NASA’s TESS spacecraft finds its smallest exoplanet to date

NASA’s TESS spacecraft is proceeding to discover ever-smaller planets – and that currently incorporates planets smaller than the human homeworld. The vessel has discovered a planet in the L 98-59 system, L 98-59b, that is 80 percent the size of Earth – and 10 percent littler than TESS’ past smallest finding. You won’t planning a vacation any time soon, unfortunately.

The system is 34.6 light-years away, and the majority of the planets found up until now (there are bigger 59c and 59d planets) sit in the “Venus zone” where a runaway greenhouse gas effect could render them uninhabitable.

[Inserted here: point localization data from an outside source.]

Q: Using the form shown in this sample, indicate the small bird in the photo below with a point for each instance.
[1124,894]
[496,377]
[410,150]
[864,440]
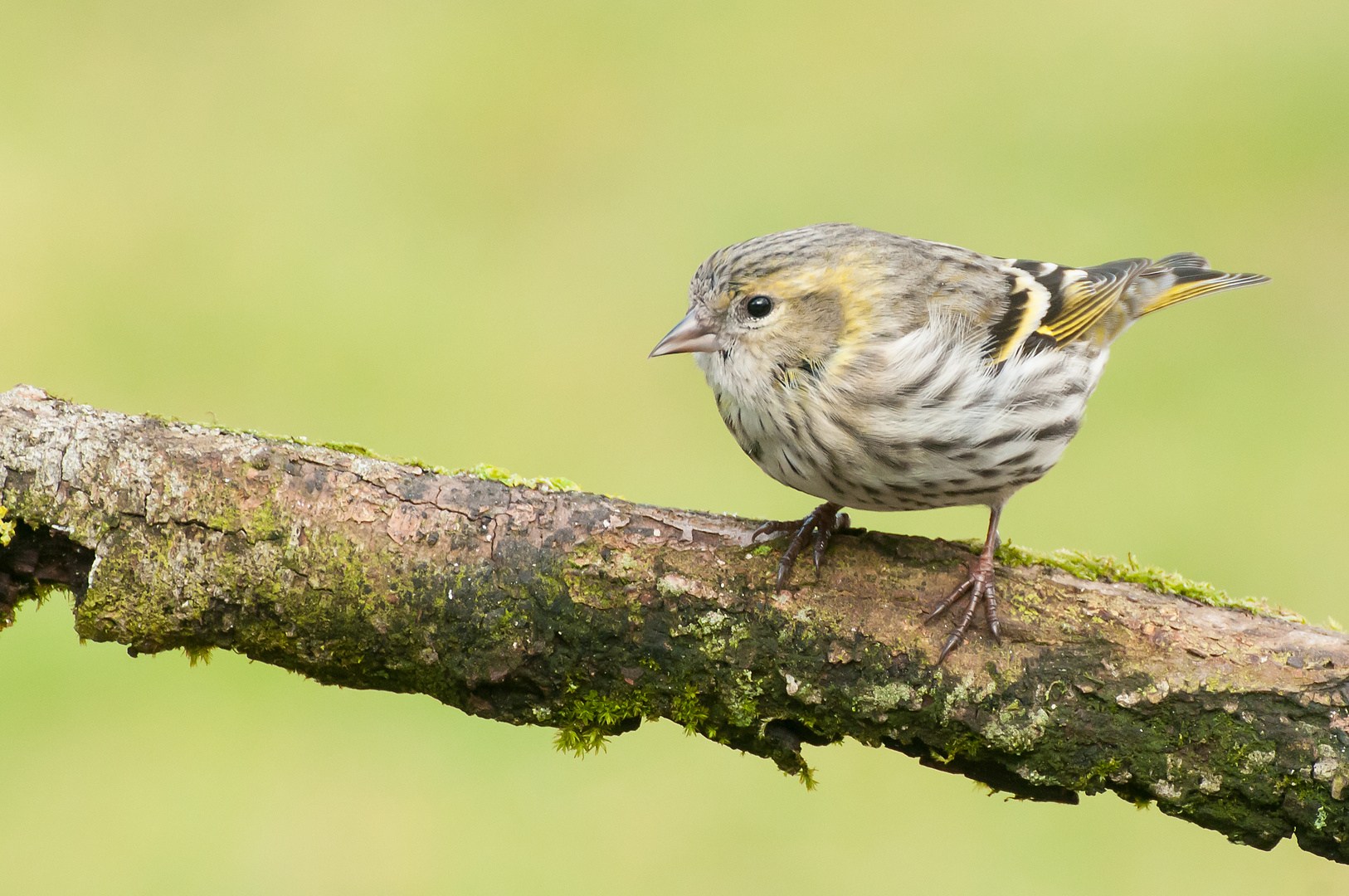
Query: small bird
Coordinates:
[889,373]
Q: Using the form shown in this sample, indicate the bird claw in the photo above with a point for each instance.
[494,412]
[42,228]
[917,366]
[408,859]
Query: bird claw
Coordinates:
[982,588]
[821,523]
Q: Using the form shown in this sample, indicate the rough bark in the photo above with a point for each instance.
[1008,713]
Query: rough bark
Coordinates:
[532,605]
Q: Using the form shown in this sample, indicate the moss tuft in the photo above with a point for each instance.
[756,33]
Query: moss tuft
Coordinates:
[1107,568]
[497,474]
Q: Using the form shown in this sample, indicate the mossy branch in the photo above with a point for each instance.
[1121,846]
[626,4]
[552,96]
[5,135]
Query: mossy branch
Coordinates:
[526,602]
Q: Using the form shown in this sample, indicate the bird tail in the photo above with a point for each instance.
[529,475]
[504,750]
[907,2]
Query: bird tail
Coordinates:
[1179,277]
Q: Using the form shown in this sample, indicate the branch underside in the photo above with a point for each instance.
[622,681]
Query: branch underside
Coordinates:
[592,614]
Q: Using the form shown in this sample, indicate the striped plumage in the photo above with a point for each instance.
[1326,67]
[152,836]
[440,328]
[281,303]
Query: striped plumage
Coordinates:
[890,373]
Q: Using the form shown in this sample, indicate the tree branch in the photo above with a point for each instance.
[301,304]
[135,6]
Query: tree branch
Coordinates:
[528,603]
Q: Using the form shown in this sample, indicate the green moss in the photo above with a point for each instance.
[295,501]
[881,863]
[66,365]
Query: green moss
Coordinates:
[480,471]
[1107,568]
[497,474]
[689,710]
[587,721]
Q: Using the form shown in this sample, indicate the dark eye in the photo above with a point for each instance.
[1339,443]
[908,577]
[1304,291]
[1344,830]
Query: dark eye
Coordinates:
[758,307]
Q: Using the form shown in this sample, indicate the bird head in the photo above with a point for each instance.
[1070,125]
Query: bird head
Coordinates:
[780,301]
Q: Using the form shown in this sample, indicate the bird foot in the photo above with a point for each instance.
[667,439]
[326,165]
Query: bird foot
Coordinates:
[822,523]
[980,585]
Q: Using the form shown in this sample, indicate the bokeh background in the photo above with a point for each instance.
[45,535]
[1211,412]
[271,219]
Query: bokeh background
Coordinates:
[454,231]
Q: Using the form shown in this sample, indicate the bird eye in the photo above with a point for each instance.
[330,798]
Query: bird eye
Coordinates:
[758,307]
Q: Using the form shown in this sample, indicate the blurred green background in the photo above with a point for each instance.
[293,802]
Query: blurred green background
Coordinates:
[455,231]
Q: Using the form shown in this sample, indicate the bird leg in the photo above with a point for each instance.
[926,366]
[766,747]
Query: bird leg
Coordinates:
[981,587]
[823,523]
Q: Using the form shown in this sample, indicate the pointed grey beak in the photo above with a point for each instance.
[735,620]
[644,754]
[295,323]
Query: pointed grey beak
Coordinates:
[689,335]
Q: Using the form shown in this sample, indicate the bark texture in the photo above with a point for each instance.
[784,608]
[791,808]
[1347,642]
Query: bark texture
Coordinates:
[533,605]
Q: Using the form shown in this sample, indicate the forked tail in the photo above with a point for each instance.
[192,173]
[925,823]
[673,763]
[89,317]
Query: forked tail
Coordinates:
[1176,278]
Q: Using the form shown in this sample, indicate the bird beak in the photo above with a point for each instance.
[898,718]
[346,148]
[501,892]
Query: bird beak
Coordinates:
[689,335]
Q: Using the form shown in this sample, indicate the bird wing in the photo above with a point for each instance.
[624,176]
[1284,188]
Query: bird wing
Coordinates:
[1049,305]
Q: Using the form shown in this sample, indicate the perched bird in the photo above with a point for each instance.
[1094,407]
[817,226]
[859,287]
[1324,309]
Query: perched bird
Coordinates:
[888,373]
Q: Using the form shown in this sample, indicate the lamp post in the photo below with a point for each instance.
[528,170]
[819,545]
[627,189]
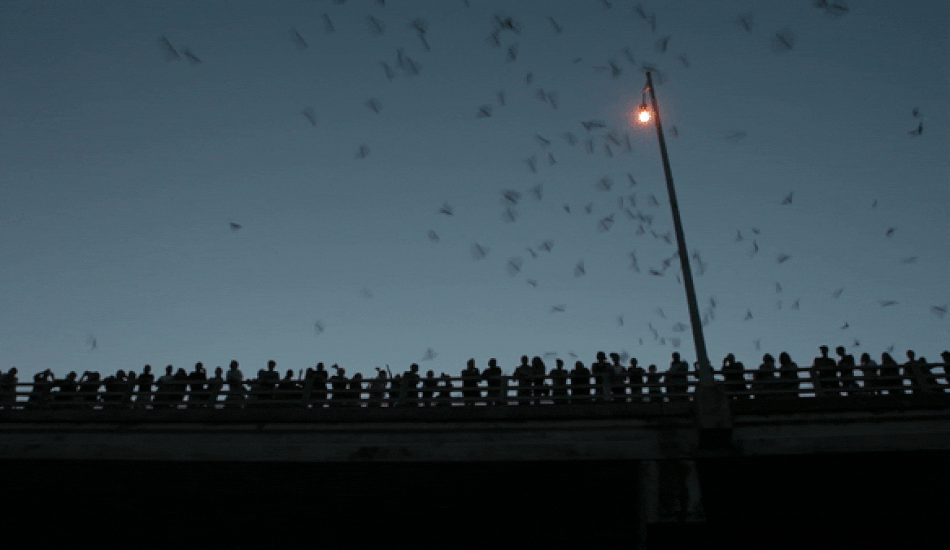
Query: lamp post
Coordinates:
[644,114]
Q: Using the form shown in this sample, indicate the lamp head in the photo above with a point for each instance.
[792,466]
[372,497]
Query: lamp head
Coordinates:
[643,113]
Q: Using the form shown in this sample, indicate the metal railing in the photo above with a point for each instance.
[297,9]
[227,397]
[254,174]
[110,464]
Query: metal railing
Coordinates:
[754,385]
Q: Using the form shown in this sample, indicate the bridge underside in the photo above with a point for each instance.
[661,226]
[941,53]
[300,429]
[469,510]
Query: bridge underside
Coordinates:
[859,500]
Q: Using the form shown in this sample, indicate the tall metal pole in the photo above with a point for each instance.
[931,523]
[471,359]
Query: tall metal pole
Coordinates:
[705,369]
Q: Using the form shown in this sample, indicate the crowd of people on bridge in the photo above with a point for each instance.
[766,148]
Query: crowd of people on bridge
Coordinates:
[530,383]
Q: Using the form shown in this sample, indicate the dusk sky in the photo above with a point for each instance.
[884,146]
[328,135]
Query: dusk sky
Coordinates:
[134,133]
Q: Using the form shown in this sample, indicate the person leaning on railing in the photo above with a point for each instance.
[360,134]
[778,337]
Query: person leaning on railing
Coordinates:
[40,392]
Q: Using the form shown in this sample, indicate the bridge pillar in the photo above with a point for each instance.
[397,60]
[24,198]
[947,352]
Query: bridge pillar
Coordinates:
[669,495]
[713,417]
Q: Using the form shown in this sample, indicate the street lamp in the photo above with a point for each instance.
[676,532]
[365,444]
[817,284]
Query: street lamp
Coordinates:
[644,114]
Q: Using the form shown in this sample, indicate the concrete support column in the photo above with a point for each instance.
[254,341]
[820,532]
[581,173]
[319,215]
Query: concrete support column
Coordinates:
[669,493]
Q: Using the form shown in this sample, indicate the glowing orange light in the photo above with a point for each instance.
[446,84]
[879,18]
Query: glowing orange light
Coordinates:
[643,113]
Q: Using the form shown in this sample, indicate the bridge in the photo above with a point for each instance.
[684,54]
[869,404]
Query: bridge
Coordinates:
[640,466]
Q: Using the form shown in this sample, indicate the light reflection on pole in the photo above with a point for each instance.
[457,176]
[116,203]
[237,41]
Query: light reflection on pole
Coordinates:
[705,369]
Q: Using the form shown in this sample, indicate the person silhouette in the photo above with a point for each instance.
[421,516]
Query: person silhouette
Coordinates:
[67,390]
[288,390]
[636,375]
[889,376]
[869,378]
[493,377]
[143,397]
[429,386]
[40,393]
[733,374]
[196,386]
[846,368]
[377,388]
[89,387]
[340,386]
[523,375]
[470,377]
[559,383]
[318,388]
[763,379]
[410,382]
[600,369]
[788,372]
[215,383]
[825,374]
[580,383]
[618,378]
[945,356]
[677,381]
[235,380]
[268,381]
[654,381]
[539,389]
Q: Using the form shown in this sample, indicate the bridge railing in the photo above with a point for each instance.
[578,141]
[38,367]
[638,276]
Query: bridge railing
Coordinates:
[799,383]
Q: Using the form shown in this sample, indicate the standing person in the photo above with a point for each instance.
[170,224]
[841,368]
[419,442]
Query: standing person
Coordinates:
[470,377]
[8,383]
[677,379]
[600,369]
[288,390]
[268,381]
[67,390]
[444,397]
[539,389]
[235,379]
[356,390]
[559,383]
[890,375]
[654,382]
[377,388]
[763,380]
[733,373]
[215,383]
[340,385]
[180,386]
[429,386]
[869,377]
[618,378]
[846,367]
[788,372]
[89,387]
[318,388]
[524,375]
[580,383]
[824,372]
[410,381]
[636,375]
[492,375]
[196,386]
[145,380]
[40,393]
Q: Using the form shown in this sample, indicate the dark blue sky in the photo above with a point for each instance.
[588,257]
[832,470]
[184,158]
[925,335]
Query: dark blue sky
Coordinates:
[122,166]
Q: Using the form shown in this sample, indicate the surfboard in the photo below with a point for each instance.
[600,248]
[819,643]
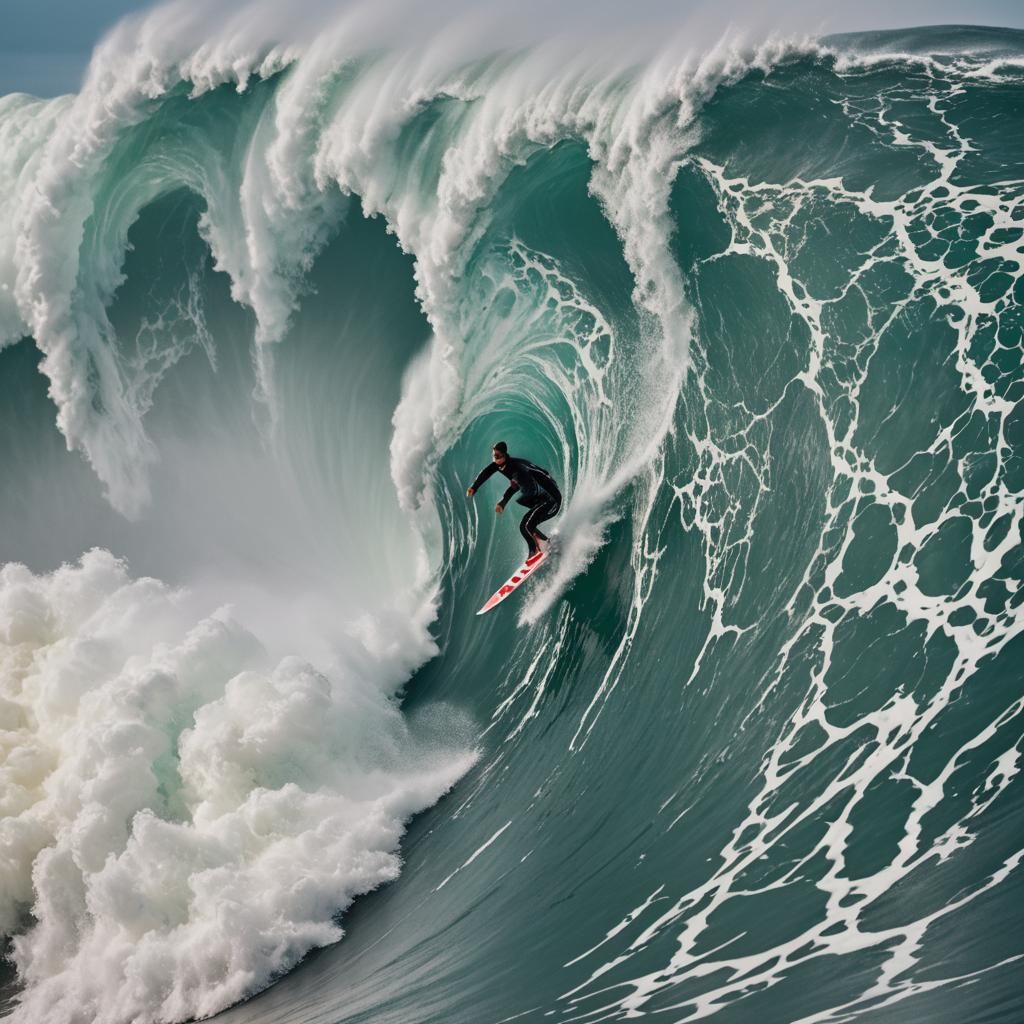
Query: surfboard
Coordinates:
[518,578]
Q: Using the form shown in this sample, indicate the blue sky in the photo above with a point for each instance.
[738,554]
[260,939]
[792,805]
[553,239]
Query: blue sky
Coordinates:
[45,44]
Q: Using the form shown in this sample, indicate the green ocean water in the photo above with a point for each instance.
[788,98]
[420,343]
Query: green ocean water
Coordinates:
[748,749]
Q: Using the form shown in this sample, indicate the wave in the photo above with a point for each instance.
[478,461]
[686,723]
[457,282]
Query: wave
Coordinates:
[756,306]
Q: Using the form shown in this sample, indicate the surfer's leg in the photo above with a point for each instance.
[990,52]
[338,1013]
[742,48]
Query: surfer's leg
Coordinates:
[527,531]
[532,519]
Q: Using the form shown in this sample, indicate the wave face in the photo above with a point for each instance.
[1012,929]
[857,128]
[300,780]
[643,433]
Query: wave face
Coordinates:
[750,745]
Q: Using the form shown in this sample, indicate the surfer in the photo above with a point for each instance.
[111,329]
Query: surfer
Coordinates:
[540,493]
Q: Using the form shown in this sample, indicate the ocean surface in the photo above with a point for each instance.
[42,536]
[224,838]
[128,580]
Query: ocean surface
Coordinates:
[747,749]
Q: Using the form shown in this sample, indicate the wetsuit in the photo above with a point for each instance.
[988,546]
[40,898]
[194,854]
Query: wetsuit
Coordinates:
[540,494]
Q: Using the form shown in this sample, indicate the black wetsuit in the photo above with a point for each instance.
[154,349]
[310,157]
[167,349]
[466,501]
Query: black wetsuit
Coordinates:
[540,494]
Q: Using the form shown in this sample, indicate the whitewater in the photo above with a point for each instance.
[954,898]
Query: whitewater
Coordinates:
[749,748]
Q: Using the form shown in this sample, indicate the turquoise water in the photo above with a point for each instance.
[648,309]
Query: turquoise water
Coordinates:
[747,749]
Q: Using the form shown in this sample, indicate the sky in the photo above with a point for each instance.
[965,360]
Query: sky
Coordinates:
[45,44]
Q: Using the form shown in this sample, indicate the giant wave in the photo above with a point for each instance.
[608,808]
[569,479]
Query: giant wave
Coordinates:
[749,748]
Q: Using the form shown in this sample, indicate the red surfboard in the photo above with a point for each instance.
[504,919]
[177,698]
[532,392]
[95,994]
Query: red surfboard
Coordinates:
[520,576]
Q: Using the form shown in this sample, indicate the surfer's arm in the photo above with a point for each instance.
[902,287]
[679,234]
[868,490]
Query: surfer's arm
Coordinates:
[481,478]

TESS recognized the planets by utilizing travels (normal dunks in the star’s brilliance brought about by passing planets). You may get more data soon, at any rate. TESS finishes its first year of concentrates in July, and that could be sufficient to both gather more insight regarding the known planets and conceivably spot more.

This isn’t a record for NASA all in all. Kepler-37b, for example, though, and raises hope that it’ll detect rocky worlds that warrant closer study with the James Webb Space Telescope.

This isn’t just about the quest to find extrasolar life, either. The data could help explain why planets either become habitable or devolve into Venus-like hellscapes.